DINHEIRO ? O que significa Hugo Chávez para a América Latina?
FERNANDO HENRIQUE ? O Chávez corresponde a uma visão que não é compatível com o Brasil de hoje. Uma visão profética, bolivariana. Ele quer o bem do povo, mas talvez não tenha construído os instrumentos para alcançar isso. Não tendo esses instrumentos, ele utiliza mais a palavra do que a prática. E isso desgasta com o tempo. Agora, curiosamente ? e eu estive conversando sobre isso com outros líderes ?, o Chávez, a rigor, não quebrou a legalidade nunca. Ele mudou a lei com voto. Ele está sendo apertado politicamente, mas não está apelando. Apela apenas para a massa, que é o estilo dele. A chamada democracia direta. Eu acho que precisamos na América Latina de uma coisa diferente disso. Precisamos reforçar as instituições democráticas. Porque são elas que asseguram a igualdade de direitos para todos. Se seu direito depende de uma pessoa, é arriscado. Isso costuma dar em ditadura. E esse é também o risco do populismo. Embora eu entenda a posição do Chávez, com tanta miséria, desigualdade e corrupção na Venezuela, ele ficou um pouco assustado e quis resolver tudo com um pouco de pressa, dando mais importância ao movimento e às palavras do que à lei e às instituições.

DINHEIRO ? Fidel é alguém do passado?
FERNANDO HENRIQUE ? Ele ficou numa posição isolada do fluxo da história. Com um efeito simbólico importante porque, bem ou mal, Cuba resistiu ao gigante, e isso dá uma força moral ao país. Em segundo lugar, Cuba manteve os ideais de igualitarismo. Tanto assim que não existe em Cuba uma nomenclatura, como existiu nos outros países. Por esses motivos, embora Cuba não tenha aberto um caminho de progresso, criou-se um certo carinho para com o país. A posição do Brasil com relação a Cuba é uma posição única no continente. Teríamos tudo para não ter proximidade: é um país distante e fala outra língua. Entretanto, temos proximidades de respeito e de apoio concreto: o Brasil dá crédito para Cuba, o Brasil não aceita isolar Cuba. Nós nunca fizemos como outros países, que eu não quero citar quais, que se arrogavam serem pró Cuba. Essa nunca foi a nossa posição. Entendemos que Cuba faz parte da história da América Latina e que, portanto, nós devemos abrir um crédito de diálogo e de confiança. Quando o Clinton era presidente, numa certa ocasião, a pedido dele, eu tive uma conversa com Fidel. Isso eu nunca faço, nem o Fidel gosta que alguém se preste a ser ponte, porque ele não precisa, se ele quiser ele tem. Essa coisa de patronagem não é bom. Um país como o Brasil não pode ficar com a pretensão de ser padrinho de outro.

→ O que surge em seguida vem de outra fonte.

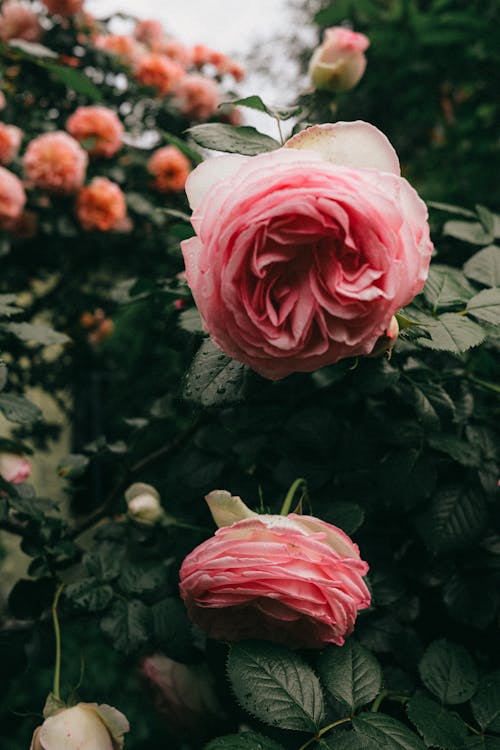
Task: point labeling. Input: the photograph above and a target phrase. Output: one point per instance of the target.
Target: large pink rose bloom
(302, 255)
(291, 579)
(12, 198)
(55, 162)
(98, 129)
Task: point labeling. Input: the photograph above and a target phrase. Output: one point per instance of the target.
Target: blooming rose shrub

DINHEIRO ? Mas na diplomacia presidencial direta isso é uma coisa comum…
FERNANDO HENRIQUE ? Sim, mas não tem esse sentido. É um sentido de camaradagem, não de proteção. Uma coisa mais informal. E nós temos um bom relacionamento com Cuba.

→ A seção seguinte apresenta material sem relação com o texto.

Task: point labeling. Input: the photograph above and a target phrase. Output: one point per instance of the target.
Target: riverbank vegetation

DINHEIRO ? Mas qual foi a conversa entre o senhores?
FERNANDO HENRIQUE ? Era uma questão de abertura de linhas de aviação dos Estados Unidos para Cuba, que interessava a eles naquele momento. Houve um incidente que não permitiu isso avançar. A intenção de Clinton era de facilitar. Eu só tentei ajudar.

DINHEIRO ? O sr. deixa o governo com a sensação do dever cumprido?
FERNANDO HENRIQUE ? Sem dúvida. Dei o melhor de mim, procurei juntar as melhores pessoas à minha volta, governei 24 horas por dia sem nenhum sobressalto institucional. Procurei desempenhar meu papel à altura do nosso grande País.